I stared into the dark hotel room, feeling uneasy. I didn't feel like going to turn on the lights, so instead I laid my back against the wall and buried my face into my knees. I put my hands on the back of my head and tried to think, but not many thoughts came.

All of this made absolutely no sense, I've been trying to wrap my head around it the whole time driving back here, thinking of every possible explanation. But none of it added up, except that she lied. She lied about everything.

I lifted my head up and started biting my nails, I should probably stop but it's a force of habit.

It's weird, I never thought Avi would be the type of girl to cheat on her boyfriend, but then again...maybe she was using me? Many people have, but I usually can figure out who has those types of intentions and who doesn't.

Feeling hurt and betrayed, I covered my face with my hands, as tears slowly rolled down my cheek.

                                         Avi

"And then there were two" Ethan grinned evilly.

"Get away from me" I snapped at him.

"Avi? Why so grim?" Ethan put his hand on my cheek.

I was still in complete shock and scared out of my mind, so I just stood there and tried to pretend this is all just a silly little nightmare.

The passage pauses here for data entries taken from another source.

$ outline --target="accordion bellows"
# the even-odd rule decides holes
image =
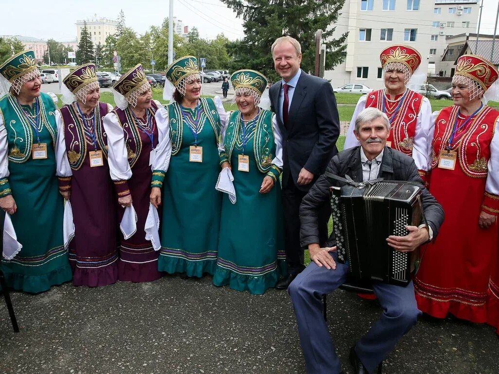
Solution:
[[[420,187],[382,181],[331,187],[329,191],[338,258],[348,264],[350,277],[407,285],[417,268],[419,249],[400,252],[388,245],[386,238],[407,235],[406,225],[419,225]]]

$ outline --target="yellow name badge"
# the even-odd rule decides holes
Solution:
[[[438,167],[443,169],[454,170],[456,169],[457,159],[458,153],[455,151],[442,150],[439,155]]]
[[[47,158],[47,143],[39,143],[33,145],[33,160]]]
[[[91,168],[95,168],[96,166],[104,166],[102,151],[94,151],[89,152],[88,155],[90,158]]]
[[[238,156],[238,170],[240,172],[250,171],[250,157],[244,155]]]
[[[189,161],[192,163],[202,163],[203,147],[190,146],[189,148]]]

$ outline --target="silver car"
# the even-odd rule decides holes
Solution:
[[[366,95],[370,92],[372,92],[374,90],[372,88],[369,88],[367,86],[364,86],[363,84],[345,84],[343,87],[338,87],[338,88],[335,88],[333,90],[335,93],[356,93],[356,94],[362,94],[362,95]]]

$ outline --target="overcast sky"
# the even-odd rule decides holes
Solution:
[[[232,40],[244,36],[242,20],[218,0],[174,1],[174,15],[190,29],[197,27],[202,37],[213,38],[222,32]],[[484,0],[481,33],[493,33],[497,1]],[[4,9],[0,15],[0,35],[66,41],[76,38],[77,19],[95,14],[97,17],[115,19],[121,9],[125,12],[127,25],[143,33],[151,25],[160,25],[169,11],[168,0],[51,0],[45,2],[23,0],[16,10],[5,10],[16,3],[15,0],[0,0]]]

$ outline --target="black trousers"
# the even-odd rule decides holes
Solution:
[[[310,187],[312,184],[310,184]],[[289,274],[296,274],[305,268],[303,265],[304,248],[300,243],[299,208],[301,200],[307,192],[298,189],[289,176],[287,183],[282,186],[282,210],[284,213],[284,242]],[[327,223],[331,216],[329,201],[326,201],[317,212],[319,240],[321,247],[328,237]]]

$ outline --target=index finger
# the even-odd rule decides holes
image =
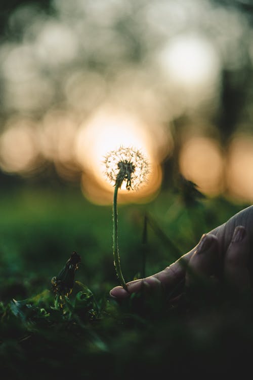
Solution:
[[[126,283],[128,291],[122,286],[116,286],[110,291],[110,295],[114,298],[127,298],[132,293],[140,291],[143,288],[144,281],[149,285],[151,289],[160,287],[161,285],[164,290],[169,290],[184,278],[186,266],[187,265],[192,254],[196,250],[196,247],[183,255],[175,262],[173,262],[163,271],[146,277],[145,279],[140,279],[128,282]]]

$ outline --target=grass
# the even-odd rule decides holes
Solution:
[[[178,195],[164,192],[146,205],[119,206],[126,281],[141,275],[143,255],[146,276],[160,271],[247,205],[221,198],[186,209]],[[110,297],[118,285],[111,207],[92,205],[74,188],[20,187],[1,195],[0,209],[4,378],[227,375],[250,363],[251,292],[201,284],[175,304],[145,291],[120,303]],[[147,213],[153,227],[147,223],[144,244]],[[57,310],[51,279],[73,251],[81,262]]]

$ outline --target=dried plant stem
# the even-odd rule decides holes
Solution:
[[[119,184],[116,182],[115,185],[114,194],[113,196],[113,206],[112,209],[112,219],[113,223],[112,232],[113,258],[116,273],[120,283],[120,285],[124,288],[124,289],[127,290],[126,285],[125,285],[125,282],[124,280],[123,275],[122,274],[120,267],[120,259],[118,245],[118,212],[117,209],[117,199],[119,187]]]

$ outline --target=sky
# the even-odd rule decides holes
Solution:
[[[253,199],[246,2],[48,4],[1,13],[4,172],[28,178],[53,164],[104,204],[113,190],[104,157],[130,146],[150,172],[138,193],[122,189],[122,201],[155,196],[170,160],[205,194]]]

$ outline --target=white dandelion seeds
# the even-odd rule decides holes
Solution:
[[[105,157],[105,174],[114,185],[120,188],[126,181],[128,190],[137,190],[147,180],[149,172],[149,164],[138,150],[120,146],[112,150]]]
[[[149,165],[139,150],[133,148],[120,146],[116,150],[109,152],[105,157],[105,174],[110,181],[114,182],[114,194],[112,208],[112,241],[114,264],[117,277],[121,286],[126,291],[128,288],[122,274],[119,250],[118,245],[118,212],[117,198],[118,190],[123,181],[126,181],[127,190],[137,190],[145,182],[149,172]]]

He took my hand and then made a weird face, he then brought it up to his view.

"What's this?" He examined the ring on my finger.

I recoiled my hand away from him but he grabbed onto my wrist in frustration, making me wince. He slipped the ring off and stared at it.

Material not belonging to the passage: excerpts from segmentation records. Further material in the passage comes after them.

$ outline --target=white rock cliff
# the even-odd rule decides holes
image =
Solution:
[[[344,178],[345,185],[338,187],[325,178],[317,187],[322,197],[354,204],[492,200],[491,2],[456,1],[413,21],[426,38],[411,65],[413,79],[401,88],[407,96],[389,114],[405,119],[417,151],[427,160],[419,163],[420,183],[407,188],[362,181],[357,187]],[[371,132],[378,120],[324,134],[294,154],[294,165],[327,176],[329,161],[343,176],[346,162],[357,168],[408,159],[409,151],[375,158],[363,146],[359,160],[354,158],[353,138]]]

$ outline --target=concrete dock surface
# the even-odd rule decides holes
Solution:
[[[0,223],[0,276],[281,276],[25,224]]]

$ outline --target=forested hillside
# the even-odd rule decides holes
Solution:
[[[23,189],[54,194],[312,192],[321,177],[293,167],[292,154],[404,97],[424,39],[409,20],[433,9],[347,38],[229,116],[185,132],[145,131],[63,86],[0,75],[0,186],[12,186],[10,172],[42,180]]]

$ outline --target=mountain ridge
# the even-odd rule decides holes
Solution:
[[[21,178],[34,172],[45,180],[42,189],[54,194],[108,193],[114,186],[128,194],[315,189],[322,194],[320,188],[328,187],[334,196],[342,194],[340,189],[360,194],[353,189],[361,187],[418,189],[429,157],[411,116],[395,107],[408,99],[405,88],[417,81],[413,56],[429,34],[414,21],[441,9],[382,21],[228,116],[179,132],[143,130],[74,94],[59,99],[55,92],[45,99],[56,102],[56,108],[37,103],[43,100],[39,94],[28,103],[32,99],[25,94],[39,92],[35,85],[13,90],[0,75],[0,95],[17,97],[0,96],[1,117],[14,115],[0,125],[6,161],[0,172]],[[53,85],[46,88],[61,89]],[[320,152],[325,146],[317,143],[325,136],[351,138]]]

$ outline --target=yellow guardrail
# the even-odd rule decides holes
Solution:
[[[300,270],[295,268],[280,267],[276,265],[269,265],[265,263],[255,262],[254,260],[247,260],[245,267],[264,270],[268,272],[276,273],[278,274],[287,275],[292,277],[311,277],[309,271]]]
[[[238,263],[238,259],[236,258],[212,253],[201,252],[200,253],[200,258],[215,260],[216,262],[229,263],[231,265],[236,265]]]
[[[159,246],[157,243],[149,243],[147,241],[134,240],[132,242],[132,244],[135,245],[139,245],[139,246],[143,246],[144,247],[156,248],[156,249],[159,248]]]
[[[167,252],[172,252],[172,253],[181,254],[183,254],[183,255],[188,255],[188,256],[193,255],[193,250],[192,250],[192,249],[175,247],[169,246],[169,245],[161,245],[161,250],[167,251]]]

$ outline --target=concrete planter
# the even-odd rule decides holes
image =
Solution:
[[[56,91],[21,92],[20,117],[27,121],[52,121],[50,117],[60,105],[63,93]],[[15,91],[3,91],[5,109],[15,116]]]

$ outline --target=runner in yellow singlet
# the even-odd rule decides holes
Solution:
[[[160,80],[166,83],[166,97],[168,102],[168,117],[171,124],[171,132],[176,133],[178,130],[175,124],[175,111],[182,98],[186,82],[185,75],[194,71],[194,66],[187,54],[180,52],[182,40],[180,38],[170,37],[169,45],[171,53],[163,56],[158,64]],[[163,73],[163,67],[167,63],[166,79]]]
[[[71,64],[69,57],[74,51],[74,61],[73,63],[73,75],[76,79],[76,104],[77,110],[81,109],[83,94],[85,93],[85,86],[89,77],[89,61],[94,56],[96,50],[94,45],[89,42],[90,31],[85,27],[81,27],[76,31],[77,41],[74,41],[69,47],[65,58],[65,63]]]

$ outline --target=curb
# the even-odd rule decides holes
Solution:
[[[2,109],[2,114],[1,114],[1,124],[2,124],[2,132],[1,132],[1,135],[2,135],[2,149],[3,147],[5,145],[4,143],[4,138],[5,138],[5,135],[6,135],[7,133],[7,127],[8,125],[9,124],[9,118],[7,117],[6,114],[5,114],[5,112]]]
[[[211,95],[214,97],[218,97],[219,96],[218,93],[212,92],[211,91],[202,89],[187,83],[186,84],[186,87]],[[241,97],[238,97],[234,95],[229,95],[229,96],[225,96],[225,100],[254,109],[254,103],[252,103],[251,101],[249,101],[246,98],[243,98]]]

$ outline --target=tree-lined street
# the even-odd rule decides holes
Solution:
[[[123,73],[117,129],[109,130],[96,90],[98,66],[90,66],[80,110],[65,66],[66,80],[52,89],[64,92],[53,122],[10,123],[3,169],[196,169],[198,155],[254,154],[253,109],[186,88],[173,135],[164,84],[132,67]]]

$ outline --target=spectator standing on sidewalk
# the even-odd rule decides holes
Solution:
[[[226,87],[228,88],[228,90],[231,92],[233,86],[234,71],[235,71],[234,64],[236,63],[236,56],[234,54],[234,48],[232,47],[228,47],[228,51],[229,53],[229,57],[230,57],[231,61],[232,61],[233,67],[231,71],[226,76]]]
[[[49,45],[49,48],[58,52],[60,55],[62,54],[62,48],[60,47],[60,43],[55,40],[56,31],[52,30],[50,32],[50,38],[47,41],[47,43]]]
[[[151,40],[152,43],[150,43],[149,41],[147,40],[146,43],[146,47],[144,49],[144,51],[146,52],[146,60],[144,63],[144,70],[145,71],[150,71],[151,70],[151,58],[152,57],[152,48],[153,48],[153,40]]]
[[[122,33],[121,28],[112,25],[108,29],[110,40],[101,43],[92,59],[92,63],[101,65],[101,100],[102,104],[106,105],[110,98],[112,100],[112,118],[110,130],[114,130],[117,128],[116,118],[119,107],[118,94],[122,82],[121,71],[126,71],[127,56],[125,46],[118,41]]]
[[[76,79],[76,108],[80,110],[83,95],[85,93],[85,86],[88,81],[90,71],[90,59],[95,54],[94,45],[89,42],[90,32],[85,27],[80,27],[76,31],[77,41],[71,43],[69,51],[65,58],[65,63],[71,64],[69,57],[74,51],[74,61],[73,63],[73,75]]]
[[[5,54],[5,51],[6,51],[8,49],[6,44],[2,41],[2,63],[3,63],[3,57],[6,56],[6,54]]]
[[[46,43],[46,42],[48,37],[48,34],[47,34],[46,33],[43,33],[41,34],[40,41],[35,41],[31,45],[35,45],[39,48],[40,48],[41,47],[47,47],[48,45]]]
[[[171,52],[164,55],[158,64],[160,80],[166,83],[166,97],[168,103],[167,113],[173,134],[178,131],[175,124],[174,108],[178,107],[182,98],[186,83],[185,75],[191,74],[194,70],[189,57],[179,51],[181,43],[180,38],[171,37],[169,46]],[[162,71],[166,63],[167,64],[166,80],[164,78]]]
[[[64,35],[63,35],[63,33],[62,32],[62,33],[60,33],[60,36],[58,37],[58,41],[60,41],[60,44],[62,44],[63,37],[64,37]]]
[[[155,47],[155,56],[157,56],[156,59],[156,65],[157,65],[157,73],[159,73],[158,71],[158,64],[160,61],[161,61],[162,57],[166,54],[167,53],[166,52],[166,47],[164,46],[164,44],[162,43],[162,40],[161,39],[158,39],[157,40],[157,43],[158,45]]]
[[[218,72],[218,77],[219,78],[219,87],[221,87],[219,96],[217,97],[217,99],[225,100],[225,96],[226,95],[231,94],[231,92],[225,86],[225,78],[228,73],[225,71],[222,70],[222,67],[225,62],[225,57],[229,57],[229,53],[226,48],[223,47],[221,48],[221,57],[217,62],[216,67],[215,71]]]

"It's quite pretty" he raised his eyebrows, impressed "why don't I put it in my pocket, just for safe keeping" he smiled and then shoved it down his back pocket.

"That's mine!" I squealed in anger.

"Why don't we go on a little walk" Ethans jaw clenched.

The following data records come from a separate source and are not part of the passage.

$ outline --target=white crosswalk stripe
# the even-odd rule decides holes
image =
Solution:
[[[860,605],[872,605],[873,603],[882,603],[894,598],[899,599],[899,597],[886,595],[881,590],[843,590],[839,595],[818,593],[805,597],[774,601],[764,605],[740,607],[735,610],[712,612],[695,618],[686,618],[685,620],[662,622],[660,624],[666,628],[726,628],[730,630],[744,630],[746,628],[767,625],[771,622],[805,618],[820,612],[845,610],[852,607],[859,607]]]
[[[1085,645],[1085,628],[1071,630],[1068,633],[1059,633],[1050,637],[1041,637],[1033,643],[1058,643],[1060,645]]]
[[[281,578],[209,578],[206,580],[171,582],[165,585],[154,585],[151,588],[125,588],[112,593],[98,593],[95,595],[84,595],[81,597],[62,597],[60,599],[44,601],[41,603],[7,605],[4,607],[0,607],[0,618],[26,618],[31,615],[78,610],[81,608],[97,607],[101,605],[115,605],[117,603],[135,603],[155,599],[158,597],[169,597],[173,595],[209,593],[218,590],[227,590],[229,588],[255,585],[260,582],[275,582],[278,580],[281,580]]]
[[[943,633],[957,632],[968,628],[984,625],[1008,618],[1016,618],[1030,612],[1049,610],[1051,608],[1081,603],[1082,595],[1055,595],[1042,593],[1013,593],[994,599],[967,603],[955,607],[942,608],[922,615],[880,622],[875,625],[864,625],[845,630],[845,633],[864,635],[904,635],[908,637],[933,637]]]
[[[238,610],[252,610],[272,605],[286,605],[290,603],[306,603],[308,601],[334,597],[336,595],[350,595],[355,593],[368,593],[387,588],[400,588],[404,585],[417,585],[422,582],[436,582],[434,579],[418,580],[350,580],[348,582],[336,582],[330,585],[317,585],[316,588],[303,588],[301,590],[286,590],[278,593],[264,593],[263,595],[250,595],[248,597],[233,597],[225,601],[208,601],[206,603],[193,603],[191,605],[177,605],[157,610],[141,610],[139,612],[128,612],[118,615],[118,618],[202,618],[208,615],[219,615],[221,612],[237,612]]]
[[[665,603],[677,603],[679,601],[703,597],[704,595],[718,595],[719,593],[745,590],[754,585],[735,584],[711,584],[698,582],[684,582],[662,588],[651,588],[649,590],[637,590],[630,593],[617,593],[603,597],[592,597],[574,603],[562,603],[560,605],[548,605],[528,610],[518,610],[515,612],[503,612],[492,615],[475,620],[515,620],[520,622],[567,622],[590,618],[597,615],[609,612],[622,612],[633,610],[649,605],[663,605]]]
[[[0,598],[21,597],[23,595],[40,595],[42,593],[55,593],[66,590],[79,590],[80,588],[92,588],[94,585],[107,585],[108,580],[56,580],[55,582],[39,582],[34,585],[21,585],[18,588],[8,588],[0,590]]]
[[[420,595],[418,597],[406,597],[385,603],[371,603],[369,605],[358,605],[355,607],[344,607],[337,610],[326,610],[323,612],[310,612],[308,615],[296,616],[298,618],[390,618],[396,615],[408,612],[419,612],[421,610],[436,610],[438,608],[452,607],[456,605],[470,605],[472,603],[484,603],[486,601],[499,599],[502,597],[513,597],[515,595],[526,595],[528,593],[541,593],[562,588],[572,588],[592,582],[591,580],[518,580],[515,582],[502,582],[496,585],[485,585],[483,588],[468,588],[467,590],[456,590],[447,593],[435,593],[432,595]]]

Before I could answer, Ethan dug his nails into my wrist and pulled me out of the empty store.

I hopped for Leo to still be outside, but he was long gone. It sounds stupid, but I'm actually worried about what he must be thinking and feeling...even if I should be worrying more about myself. I could already tell he was so hurt from the last time I saw him, and it made me feel awful. All of this is complete bullshit, and all I wanna do is cry and hide away from all of it. But of course, at a time like this, I have to think and try to get away from Ethan, there's no time to feel bad for myself and wait for someone to fix it. I have to fix it.

Unfortunately, I didn't have the opportunity to "fix it" because with all his force, Ethan shoved me into his car.

In complete panic, I started banging on the glass door, yelling the words "help" "kidnapper" and "rapist", in hopes that someone around will hear me. No one did.

Ethan got in the car and started to drive to this parking space across the street where no one was.

When we got to the deserted parking lot, Ethan pulled me out of the car aggressively, almost making me fall on the floor. He smashed me against the car and gripped onto my shoulders so I can't run away.